Wczorajsza publikacja 21 wyroków Trybunału Konstytucyjnego nie zapowiada końca politycznego sporu wokół TK. Wręcz przeciwnie, zdaniem ekspertów tylko ten konflikt pogłębia.
Wśród wyroków, które ukazały się w Dzienniku Ustaw i Monitorze Polskim, nie ma rozstrzygnięcia z 9 marca 2016 r., w którym trybunał uznał za niezgodną z konstytucją część przepisów pierwszej ustawy naprawczej (sygn. akt K 47/15). Nie opublikowano także ubiegłotygodniowego orzeczenia TK (K 39/16) obalającego kilka przepisów ustawy o trybunale uchwalonej 22 lipca 2016 r. (Dz.U. z 2016 r. poz. 1157).

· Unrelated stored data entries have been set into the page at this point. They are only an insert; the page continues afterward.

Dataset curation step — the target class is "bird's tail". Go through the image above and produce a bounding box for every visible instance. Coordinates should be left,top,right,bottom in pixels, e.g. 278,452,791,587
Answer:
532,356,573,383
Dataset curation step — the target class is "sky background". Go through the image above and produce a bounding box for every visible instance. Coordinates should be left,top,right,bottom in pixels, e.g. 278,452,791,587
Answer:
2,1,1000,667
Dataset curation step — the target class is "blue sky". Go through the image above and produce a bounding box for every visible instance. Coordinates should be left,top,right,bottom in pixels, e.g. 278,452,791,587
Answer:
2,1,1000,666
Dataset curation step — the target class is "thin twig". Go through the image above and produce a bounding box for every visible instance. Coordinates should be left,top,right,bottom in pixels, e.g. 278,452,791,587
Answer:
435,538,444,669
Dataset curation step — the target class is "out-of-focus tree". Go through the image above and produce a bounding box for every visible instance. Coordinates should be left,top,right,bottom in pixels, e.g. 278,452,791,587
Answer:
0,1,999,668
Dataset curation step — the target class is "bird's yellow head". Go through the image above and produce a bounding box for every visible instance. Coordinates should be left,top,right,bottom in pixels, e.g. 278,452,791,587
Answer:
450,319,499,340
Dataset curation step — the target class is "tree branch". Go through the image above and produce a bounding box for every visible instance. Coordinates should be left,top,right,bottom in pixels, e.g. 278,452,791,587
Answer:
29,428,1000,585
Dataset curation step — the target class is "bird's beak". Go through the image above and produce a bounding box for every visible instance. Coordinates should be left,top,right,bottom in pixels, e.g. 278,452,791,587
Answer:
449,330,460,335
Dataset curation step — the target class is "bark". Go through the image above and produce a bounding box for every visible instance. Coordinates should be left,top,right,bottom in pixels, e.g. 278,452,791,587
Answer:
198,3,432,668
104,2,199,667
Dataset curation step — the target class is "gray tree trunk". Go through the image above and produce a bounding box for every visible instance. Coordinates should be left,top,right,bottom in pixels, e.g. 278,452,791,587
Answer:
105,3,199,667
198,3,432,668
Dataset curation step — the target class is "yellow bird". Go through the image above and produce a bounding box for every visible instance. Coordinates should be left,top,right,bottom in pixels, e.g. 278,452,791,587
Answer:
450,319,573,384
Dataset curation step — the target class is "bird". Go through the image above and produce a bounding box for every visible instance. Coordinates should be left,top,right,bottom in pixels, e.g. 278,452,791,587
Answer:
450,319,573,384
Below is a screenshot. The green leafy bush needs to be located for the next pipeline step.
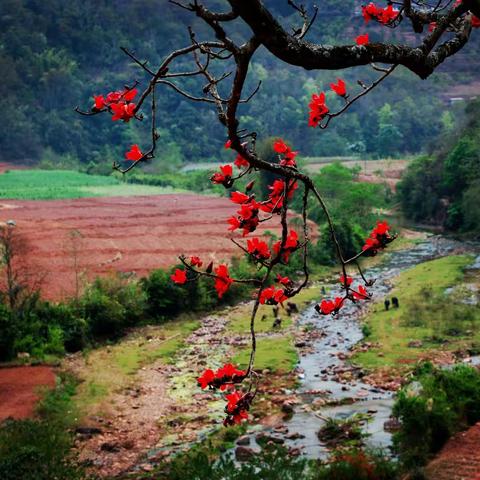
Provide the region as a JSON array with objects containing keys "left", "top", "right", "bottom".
[{"left": 393, "top": 363, "right": 480, "bottom": 468}]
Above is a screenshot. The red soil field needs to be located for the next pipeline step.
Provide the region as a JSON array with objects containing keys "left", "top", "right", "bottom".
[
  {"left": 425, "top": 421, "right": 480, "bottom": 480},
  {"left": 0, "top": 194, "right": 298, "bottom": 301},
  {"left": 0, "top": 366, "right": 56, "bottom": 421},
  {"left": 0, "top": 162, "right": 26, "bottom": 174}
]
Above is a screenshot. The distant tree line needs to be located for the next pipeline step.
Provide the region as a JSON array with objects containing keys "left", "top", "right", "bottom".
[{"left": 1, "top": 0, "right": 478, "bottom": 169}]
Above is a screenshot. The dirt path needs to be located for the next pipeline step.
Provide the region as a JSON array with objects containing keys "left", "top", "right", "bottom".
[
  {"left": 0, "top": 366, "right": 56, "bottom": 421},
  {"left": 424, "top": 422, "right": 480, "bottom": 480},
  {"left": 70, "top": 315, "right": 238, "bottom": 476}
]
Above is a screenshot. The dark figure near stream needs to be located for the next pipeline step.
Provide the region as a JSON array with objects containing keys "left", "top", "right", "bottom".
[
  {"left": 384, "top": 299, "right": 390, "bottom": 311},
  {"left": 392, "top": 297, "right": 399, "bottom": 308},
  {"left": 272, "top": 318, "right": 282, "bottom": 329}
]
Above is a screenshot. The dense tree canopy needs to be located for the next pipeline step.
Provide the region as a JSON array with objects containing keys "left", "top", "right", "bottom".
[
  {"left": 399, "top": 97, "right": 480, "bottom": 234},
  {"left": 1, "top": 0, "right": 479, "bottom": 167}
]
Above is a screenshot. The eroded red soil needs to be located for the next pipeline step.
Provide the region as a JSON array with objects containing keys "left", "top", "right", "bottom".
[
  {"left": 425, "top": 422, "right": 480, "bottom": 480},
  {"left": 0, "top": 194, "right": 293, "bottom": 300},
  {"left": 0, "top": 366, "right": 56, "bottom": 421}
]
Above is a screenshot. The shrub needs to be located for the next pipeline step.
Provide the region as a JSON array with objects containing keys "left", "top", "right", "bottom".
[
  {"left": 0, "top": 304, "right": 14, "bottom": 360},
  {"left": 0, "top": 374, "right": 85, "bottom": 480},
  {"left": 393, "top": 364, "right": 480, "bottom": 468},
  {"left": 82, "top": 275, "right": 147, "bottom": 337}
]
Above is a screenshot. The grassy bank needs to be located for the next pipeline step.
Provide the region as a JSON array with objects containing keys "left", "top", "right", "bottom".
[
  {"left": 353, "top": 254, "right": 478, "bottom": 370},
  {"left": 70, "top": 318, "right": 199, "bottom": 416}
]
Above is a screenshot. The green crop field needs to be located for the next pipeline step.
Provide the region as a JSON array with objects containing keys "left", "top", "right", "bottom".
[{"left": 0, "top": 170, "right": 186, "bottom": 200}]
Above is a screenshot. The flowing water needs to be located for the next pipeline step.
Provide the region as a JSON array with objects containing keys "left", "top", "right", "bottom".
[{"left": 235, "top": 236, "right": 479, "bottom": 458}]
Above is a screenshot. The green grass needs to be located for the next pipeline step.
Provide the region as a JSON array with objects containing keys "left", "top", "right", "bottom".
[
  {"left": 353, "top": 254, "right": 477, "bottom": 370},
  {"left": 0, "top": 169, "right": 184, "bottom": 199},
  {"left": 226, "top": 282, "right": 323, "bottom": 335},
  {"left": 233, "top": 335, "right": 298, "bottom": 372},
  {"left": 73, "top": 319, "right": 199, "bottom": 415}
]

Na pytanie dlaczego, rząd konsekwentnie odpowiada, że nie był to wyrok.
– Gdyby dokument wydany przez TK w ubiegłym tygodniu spełniał przesłanki ustawowe wyroku, to zostałby opublikowany – ucina rzecznik rządu Rafał Bochenek.

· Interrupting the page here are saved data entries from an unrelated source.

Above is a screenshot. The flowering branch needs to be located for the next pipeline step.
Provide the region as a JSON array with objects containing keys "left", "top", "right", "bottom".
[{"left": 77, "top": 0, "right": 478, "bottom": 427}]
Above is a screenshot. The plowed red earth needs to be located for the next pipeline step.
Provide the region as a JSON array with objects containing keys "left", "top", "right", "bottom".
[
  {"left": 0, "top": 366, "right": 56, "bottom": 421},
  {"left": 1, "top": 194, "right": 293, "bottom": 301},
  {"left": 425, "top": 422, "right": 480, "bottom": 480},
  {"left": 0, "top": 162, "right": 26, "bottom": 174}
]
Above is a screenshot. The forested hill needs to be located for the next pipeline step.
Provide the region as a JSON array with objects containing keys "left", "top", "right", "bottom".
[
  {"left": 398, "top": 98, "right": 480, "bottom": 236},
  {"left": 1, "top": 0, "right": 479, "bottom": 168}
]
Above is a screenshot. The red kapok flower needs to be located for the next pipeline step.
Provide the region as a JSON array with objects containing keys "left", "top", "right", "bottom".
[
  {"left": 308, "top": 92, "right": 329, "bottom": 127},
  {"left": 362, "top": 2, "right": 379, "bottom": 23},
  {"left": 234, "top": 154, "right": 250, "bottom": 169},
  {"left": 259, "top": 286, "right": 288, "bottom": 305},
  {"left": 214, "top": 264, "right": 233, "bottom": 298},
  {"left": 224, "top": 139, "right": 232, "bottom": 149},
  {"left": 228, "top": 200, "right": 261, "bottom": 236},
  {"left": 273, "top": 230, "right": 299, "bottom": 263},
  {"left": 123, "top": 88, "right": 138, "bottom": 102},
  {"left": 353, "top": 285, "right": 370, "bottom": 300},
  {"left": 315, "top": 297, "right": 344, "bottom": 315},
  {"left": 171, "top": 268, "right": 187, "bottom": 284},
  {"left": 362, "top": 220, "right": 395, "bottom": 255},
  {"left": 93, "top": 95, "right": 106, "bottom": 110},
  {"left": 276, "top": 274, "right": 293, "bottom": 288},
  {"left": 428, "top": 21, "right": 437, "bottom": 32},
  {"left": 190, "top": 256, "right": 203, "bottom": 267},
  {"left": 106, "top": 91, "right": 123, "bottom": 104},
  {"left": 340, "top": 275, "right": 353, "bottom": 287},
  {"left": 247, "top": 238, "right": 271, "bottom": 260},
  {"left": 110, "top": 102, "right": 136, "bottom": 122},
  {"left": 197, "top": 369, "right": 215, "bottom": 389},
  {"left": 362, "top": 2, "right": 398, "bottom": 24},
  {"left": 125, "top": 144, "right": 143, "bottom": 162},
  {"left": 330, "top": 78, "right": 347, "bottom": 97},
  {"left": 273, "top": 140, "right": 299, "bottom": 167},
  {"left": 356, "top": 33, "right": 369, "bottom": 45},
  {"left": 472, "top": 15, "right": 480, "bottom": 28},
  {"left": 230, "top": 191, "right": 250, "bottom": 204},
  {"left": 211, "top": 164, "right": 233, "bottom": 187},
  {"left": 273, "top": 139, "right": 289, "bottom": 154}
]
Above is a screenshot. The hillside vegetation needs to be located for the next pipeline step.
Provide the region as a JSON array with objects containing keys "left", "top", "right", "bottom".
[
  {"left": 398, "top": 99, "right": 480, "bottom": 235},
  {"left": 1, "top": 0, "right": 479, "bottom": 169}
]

Podstawą do publikacji części orzeczeń uznawanych dotąd przez rząd PiS za niewiążące opinie był zakwestionowany przez trybunał art. 89 nowej ustawy. Zgodnie z nim ogłoszeniu podlegają wyroki trybunału „wydane przed dniem 20 lipca 2016 r. z naruszeniem przepisów ustawy z dnia 25 czerwca 2015 r. o Trybunale Konstytucyjnym, z wyjątkiem rozstrzygnięć dotyczących aktów normatywnych, które utraciły moc obowiązującą”. W ubiegłotygodniowym wyroku TK stwierdził jednak, że przepis ten przyznaje ustawodawcy kompetencje zastrzeżone dla władzy sądowniczej, co w praktyce oznacza zgodę na to, aby parlamentarzyści recenzowali decyzje sędziów konstytucyjnych. Eksperci uważają więc, że publikacja części orzeczeń trybunału tylko pogłębia chaos prawny i polityczny.

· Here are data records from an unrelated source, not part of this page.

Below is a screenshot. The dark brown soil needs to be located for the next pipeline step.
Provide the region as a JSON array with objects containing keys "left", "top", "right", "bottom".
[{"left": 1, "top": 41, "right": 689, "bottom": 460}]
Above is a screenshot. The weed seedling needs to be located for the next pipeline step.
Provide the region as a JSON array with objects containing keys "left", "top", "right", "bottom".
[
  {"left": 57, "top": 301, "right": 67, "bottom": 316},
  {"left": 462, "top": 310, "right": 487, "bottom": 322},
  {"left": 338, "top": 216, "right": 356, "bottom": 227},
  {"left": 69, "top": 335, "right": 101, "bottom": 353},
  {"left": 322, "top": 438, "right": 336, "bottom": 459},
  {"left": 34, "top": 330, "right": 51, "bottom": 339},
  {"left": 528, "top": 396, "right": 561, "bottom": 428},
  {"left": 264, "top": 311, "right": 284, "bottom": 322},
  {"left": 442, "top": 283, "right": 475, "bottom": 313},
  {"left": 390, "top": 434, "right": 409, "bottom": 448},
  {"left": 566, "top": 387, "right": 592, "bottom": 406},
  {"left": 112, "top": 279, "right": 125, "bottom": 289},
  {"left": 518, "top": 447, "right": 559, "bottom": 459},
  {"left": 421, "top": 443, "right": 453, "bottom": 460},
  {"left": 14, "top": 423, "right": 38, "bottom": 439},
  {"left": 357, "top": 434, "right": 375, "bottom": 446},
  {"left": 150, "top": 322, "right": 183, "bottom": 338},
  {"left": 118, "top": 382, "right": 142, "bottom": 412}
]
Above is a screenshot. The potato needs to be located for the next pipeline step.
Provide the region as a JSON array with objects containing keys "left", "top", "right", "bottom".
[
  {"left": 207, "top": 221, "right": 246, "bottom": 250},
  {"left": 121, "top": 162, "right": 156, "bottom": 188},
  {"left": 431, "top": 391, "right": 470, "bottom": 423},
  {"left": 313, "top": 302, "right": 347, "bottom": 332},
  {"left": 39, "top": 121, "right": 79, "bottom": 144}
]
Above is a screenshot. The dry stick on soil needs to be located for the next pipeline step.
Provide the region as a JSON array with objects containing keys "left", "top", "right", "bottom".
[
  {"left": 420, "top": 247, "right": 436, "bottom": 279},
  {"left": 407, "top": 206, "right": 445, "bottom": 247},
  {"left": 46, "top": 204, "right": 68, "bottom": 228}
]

– Nie ma żadnych powodów do entuzjazmu, wojna pozycyjna trwa w najlepsze – uważa prof. Ewa Łętowska.
– Władza wykonawcza zwyczajnie zakłada, że nowa ustawa o TK obowiązuje w wersji nieskontrolowanej przez TK. Trybunał będzie więc dalej robił swoje, a rząd będzie nadal odmawiał publikacji jego wyroków, twierdząc, że działa on w niewłaściwym trybie. Jest po prostu bardzo konsekwentny – dodaje.
O tym, że niepublikowanie lub wybiórcze publikowanie wyroków TK jest sprzeczne z konstytucją, przekonany jest dr Tomasz Zalasiński, konstytucjonalista i radca prawny w kancelarii DZP.
– Spór wokół TK skutkuje tym, że władze wykonawcza i sądownicza przyjmują za podstawę swoich działań dwa różne porządki prawne. Z punktu widzenia obywatela, a taki punkt widzenia jest najważniejszy, oznacza to brak poczucia stabilności i pewności prawa – uważa.
Według ekspertów selektywne podejście do rozstrzygnięć trybunału to też kolejny przejaw uzurpowania sobie przez rząd uprawnień, których nie przewiduje ustawa zasadnicza.
– Władza wykonawcza przyjmuje tezę, że kwestia publikowania wyroków TK jest sprawą uznaniową rządu. To ogromny błąd – przekonuje dr hab. Sławomir Patyra, konstytucjonalista z UMCS. – Ani w naszej ustawie zasadniczej, ani w żadnej innej współczesnej konstytucji państw demokratycznych nie jest wpisany mechanizm hamowania władzy sądowniczej przez rząd. To oczywiste, że gdyby władza wykonawcza lub ustawodawcza miały kompetencję nadawania wyrokom trybunału mocy obowiązującej, system kontroli konstytucyjności prawa stałby się atrapą – zaznacza.